Every major and natural minor scale with its notes, key signature, diatonic chords and common chord progressions. Pick a scale to see it on an interactive piano and hear how it sounds.
A scale is an ordered set of notes that defines the tonal material of a key. The major scale follows the step pattern W–W–H–W–W–W–H (W = whole step, H = half step), while the natural minor scale follows W–H–W–W–H–W–W. Every major key shares its notes with a relative minor key, which starts on the sixth degree of the major scale.
Knowing scales helps you find the chords that belong to a key, build melodies that stay in key, and transpose songs. Each scale page shows the scale on a piano keyboard, its key signature, the seven diatonic chords, and progressions you can use right away.

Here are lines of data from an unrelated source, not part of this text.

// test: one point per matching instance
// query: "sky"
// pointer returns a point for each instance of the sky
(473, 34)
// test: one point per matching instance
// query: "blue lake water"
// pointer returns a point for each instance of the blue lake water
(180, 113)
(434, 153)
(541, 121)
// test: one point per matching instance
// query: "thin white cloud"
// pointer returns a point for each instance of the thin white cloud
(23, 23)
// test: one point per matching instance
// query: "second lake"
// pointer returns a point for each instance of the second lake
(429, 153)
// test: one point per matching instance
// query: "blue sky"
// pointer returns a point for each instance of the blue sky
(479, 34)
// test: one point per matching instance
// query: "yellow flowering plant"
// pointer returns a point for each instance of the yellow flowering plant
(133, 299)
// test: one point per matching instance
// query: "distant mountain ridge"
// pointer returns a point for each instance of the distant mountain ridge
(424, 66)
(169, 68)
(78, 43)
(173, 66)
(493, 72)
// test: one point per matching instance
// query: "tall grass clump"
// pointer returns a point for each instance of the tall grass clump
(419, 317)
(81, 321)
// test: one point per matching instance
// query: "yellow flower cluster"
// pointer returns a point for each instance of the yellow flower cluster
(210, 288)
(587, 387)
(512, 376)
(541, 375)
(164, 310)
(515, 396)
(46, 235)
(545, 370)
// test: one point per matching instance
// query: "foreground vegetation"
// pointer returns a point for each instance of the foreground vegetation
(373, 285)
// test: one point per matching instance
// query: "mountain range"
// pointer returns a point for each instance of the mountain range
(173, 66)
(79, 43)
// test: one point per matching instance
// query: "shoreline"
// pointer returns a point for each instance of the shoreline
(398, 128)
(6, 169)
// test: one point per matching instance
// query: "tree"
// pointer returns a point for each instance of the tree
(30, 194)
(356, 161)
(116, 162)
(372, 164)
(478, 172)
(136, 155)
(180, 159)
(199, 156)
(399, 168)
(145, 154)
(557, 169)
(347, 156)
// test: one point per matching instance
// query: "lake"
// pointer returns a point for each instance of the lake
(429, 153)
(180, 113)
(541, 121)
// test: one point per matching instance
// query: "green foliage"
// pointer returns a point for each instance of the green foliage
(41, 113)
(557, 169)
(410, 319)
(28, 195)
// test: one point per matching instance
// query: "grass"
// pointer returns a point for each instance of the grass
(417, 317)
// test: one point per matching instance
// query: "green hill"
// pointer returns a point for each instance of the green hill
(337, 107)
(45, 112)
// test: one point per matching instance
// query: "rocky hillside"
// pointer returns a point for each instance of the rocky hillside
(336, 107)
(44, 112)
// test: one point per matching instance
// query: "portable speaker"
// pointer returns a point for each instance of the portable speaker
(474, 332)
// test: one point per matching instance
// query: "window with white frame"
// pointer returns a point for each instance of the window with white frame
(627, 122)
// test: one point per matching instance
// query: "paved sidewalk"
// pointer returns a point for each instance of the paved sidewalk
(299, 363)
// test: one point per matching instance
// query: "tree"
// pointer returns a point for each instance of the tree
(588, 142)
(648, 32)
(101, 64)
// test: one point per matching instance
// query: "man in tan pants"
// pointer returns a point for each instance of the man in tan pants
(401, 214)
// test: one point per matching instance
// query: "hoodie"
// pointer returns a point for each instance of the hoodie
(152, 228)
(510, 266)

There are 15 major and 15 minor key signatures (including enharmonic spellings like F♯ major and G♭ major), but only 12 distinct pitch collections of each type — some scales are enharmonic equivalents of each other.
The major scale has a major third and major sixth and seventh above the tonic and sounds bright; the natural minor scale lowers the third, sixth and seventh, which gives it a darker sound. Their step patterns are W–W–H–W–W–W–H and W–H–W–W–H–W–W respectively.
The relative minor is the minor key that shares the same key signature as a major key. It starts on the sixth degree of the major scale — for example, A minor is the relative minor of C major.